Donald Trump peut-il se présenter à nouveau à la présidence s’il enfreint cette loi ?

Les premiers rapports selon lesquels la perquisition du FBI dans la résidence de l’ancien président Donald J. Trump en Floride concernaient une enquête visant à déterminer s’il avait illégalement pris des dossiers du gouvernement lorsqu’il a quitté la Maison Blanche ont attiré l’attention sur une loi pénale obscure interdisant la suppression de documents officiels. Les sanctions en cas d’infraction à cette loi comprennent l’interdiction d’exercer toute fonction fédérale.

Parce que l’on pense généralement que M. Trump se prépare à se présenter à nouveau à la présidence en 2024, cette sanction inhabituelle a soulevé la perspective qu’il pourrait être légalement interdit de retourner à la Maison Blanche.

Plus précisément, la loi en question – l’article 2071 du titre 18 du Code des États-Unis – érige en crime le fait qu’une personne qui a la garde de documents ou de dossiers gouvernementaux “les cache, les supprime, les mutile, les efface, les falsifie ou les détruit volontairement et illégalement”.

S’ils sont reconnus coupables, les accusés peuvent être condamnés à une amende ou à une peine de prison pouvant aller jusqu’à trois ans.
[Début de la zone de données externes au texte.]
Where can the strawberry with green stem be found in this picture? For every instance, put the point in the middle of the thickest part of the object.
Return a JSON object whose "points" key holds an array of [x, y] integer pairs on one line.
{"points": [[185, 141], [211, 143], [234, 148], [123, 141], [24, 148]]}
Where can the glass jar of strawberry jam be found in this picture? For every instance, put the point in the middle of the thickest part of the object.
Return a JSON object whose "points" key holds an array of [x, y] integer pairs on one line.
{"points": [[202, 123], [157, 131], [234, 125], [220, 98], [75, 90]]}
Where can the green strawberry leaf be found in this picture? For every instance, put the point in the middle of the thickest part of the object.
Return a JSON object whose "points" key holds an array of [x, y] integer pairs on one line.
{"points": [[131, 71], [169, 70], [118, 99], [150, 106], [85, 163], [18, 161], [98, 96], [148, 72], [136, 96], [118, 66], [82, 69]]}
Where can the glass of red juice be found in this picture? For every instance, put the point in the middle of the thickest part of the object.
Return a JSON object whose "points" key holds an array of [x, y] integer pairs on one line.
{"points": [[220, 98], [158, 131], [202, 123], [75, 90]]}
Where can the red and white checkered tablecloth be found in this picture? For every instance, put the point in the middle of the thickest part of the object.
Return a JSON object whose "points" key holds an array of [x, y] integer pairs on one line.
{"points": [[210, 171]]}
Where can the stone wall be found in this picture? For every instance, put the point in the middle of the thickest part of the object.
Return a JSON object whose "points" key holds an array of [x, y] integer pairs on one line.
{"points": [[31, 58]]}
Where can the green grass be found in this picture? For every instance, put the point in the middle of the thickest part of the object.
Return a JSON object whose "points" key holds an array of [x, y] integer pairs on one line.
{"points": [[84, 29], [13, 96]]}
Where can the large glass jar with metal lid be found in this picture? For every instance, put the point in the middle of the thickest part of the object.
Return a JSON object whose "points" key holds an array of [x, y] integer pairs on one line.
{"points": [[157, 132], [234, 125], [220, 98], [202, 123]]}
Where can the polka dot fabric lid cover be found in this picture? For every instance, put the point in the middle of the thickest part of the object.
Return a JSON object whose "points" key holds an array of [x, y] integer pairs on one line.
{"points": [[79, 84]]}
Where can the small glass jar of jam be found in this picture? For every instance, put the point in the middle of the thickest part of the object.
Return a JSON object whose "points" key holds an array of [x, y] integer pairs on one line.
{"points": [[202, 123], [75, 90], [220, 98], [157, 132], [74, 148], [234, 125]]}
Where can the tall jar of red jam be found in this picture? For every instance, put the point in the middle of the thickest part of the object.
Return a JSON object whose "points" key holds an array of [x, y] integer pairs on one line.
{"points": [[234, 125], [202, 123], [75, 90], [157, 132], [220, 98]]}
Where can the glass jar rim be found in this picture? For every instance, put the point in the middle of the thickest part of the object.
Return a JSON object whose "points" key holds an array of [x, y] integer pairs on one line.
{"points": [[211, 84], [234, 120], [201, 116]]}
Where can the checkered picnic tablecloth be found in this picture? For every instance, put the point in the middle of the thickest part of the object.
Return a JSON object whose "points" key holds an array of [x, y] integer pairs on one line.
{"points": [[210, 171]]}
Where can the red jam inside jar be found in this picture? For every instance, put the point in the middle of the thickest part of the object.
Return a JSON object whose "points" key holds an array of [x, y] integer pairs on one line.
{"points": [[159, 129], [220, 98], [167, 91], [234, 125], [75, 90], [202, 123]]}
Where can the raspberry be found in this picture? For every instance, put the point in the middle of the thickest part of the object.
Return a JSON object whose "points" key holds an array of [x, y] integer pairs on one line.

En outre, la loi stipule que s’ils occupent actuellement un poste fédéral, ils “perdront” ce poste et ils “seront disqualifiés pour occuper un poste aux États-Unis”.

À première vue, donc, si M. Trump devait être accusé et reconnu coupable d’avoir retiré, dissimulé ou détruit des documents gouvernementaux en vertu de cette loi, il semblerait qu’il ne soit pas éligible pour redevenir président.

Mais il y avait lieu d’être prudent : la loi a été brièvement examinée de près en 2015, après qu’il est apparu qu’Hillary Clinton, alors largement pressentie pour être la candidate démocrate à la présidentielle de 2016, avait utilisé un serveur de messagerie privé pour mener les affaires du gouvernement alors qu’elle était secrétaire de Etat.

Certains républicains ont été brièvement ravis de savoir si la loi pouvait empêcher Mme Clinton d’entrer à la Maison Blanche, notamment Michael Mukasey, un ancien procureur général de l’administration de George W. Bush. Il en était de même pour au moins un groupe de réflexion conservateur.

Mais en examinant cette situation, plusieurs juristes – dont Seth B. Tillman de l’Université Maynouth en Irlande et Eugene Volokh de l’Université de Californie à Los Angeles – ont noté que la Constitution fixe des critères d’éligibilité pour savoir qui peut être président, et ont fait valoir que la Cour suprême les décisions suggèrent que le Congrès ne peut pas les modifier. La Constitution autorise le Congrès à disqualifier des personnes d’exercer des fonctions dans le cadre d’une procédure de destitution, mais n’accorde pas un tel pouvoir pour le droit pénal ordinaire.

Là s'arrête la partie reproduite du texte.